Snaps and Chat, but not Snapchat!

Margot, Peter and I decided upon a quick spin down to Great Waltham today. As this is a route I wrote about a couple of days ago, I’m going to focus on what we saw, photographed (snaps), and what we talked about (chat).

Margot and I like to set off early, so the three of us met up at 8.30am and pedalled off towards Felsted. It was -4 degrees, so was cold, with mist lifting from the fields.

As we rode through Felsted, Peter and I had a bit of a debate about boarding schools. My observation is that boarding suits some people but not others. Peter used to attend a boarding school in Darjeeling, India, and observed that his time was perpetually scheduled and accounted for – from the time he got up at 5.30am (!) for prep, through the school day, meal times, sporting events, through to evening with clubs and societies. Some of his peers did not get on with this at all, but others remembered their school days as the best of their lives.

We shot down Mill Lane, and the sun burned through the mist. Opposite the Mill, there is place that sells eggs by the roadside. Margot pulled over to see whether there was any stock in the plastic crate, and there was! So the money was duly inserted in the honesty box, and the eggs were packed in her rear rack bag.

We were pedalling towards Stagden Cross when we came across these horses being led towards us. As responsible cyclists, we stopped to allow them to pass us on the narrow lane, and received thanks from the groom. I wondered what the horsemanship rules for leading horses are, as she was leading two horses, but was also talking on the phone all the way up the road, so perhaps they were not fully under control? Or perhaps I’m just over-wary about horses?
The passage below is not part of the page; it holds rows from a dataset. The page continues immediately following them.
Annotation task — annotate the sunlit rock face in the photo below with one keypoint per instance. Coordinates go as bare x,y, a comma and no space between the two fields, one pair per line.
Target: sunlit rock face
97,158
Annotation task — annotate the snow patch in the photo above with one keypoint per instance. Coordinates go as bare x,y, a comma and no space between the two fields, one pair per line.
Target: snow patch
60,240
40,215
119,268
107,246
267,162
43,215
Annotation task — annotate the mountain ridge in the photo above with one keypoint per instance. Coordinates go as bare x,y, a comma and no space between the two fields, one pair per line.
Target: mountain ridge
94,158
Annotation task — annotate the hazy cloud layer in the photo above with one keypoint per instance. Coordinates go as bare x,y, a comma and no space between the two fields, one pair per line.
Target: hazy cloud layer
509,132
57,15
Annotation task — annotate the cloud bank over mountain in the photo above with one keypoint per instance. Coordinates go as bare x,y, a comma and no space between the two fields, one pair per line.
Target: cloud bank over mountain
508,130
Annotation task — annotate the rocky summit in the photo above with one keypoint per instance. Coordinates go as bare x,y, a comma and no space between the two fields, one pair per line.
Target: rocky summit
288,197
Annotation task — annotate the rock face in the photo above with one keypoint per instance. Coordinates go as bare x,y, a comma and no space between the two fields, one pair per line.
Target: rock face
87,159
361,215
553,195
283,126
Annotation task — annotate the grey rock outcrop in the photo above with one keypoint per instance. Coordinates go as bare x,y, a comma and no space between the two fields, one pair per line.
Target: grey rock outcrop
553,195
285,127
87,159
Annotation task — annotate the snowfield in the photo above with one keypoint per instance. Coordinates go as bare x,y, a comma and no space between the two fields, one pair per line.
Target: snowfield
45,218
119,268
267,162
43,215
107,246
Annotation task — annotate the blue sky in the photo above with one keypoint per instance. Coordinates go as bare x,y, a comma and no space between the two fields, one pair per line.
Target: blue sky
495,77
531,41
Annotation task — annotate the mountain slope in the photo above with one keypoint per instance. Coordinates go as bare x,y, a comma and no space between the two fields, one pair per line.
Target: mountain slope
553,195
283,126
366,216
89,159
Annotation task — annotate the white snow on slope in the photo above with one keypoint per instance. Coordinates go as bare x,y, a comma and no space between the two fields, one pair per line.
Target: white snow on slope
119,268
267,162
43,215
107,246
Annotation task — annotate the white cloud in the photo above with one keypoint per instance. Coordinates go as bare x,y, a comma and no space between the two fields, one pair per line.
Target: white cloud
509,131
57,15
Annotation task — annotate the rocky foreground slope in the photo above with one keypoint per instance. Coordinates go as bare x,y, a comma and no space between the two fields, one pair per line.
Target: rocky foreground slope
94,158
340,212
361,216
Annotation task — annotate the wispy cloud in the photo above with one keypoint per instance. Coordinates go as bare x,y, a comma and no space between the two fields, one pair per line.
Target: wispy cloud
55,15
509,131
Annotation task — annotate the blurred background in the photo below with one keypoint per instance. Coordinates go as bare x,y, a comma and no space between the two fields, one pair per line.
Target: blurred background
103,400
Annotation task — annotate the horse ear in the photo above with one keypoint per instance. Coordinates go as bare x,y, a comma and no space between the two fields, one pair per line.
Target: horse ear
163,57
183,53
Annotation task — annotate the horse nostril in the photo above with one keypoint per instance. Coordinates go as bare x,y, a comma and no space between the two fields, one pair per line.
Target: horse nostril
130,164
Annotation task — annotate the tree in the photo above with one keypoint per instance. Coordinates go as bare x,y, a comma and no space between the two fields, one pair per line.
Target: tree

After 16 miles we met my husband Jim, at Great Waltham Stores, where we found the café to be busy. Here I undid all my good calorie burning activity by having a marvellous almond friande with my tea. Margot told us about her trip to Australia, where she and Fiona had spent 3 weeks packing in an inordinate amount of activity – visiting her Mum and running Park Run in Hobart, visiting friends in Victoria, and driving the Great Ocean Road.

We took the short route back to Rayne, heading more or less due north. Last week Jim and I went to the Dales to see an auction. Hannah Hauxwell was a Dales farmer who was in the tv series Too Long a Winter, that showed her life of privation, running a farm using traditional farming practices – no pesticides, no fertilisers. When she became too old to run the farm, it was sold to the local wildlife trust and she moved to the local village. The wildlife trust have named this land Hannah’s Piece, and it is now an SSSI (Site of Special Scientific Interest) as it is one of the few places left with Dales wild flowers.

Hannah died last year, and it was discovered that she had hoarded everything from her parents and uncle, and that there were many hand made quilts in her attic, along with the family bible and other farm detritus. These were sold at auction last weekend. I was very pleased to look at her stuff in the saleroom, and noted the power of television – her quilts, typically valued at £2-300 actually sold for between £500-£1,500. A huge cultural heritage, some sold abroad eg quilt collectors in Australia, but the auctioneer said most was remaining in the Dales area.

Also, Jim and I dropped in on the Railway Museum in York on our way home, and looked at the WW1 remembrance exhibit – an ambulance train carriage. Fascinating to see how trains were used to evacuate injured troops and how their design evolved. The original design had separate accommodation – even with a door between! - for officers and men, but later designs focussed on accommodation for lying down cases; sitting up cases; and secure mental cases (their terminology).

By this time we were back, riding down the Flitch Way to Braintree. This blog post has not been much about riding, but does show the wide variety of things up for discussion while we are out.

Easy Riders - strong on companionship and conversation. Long may it continue!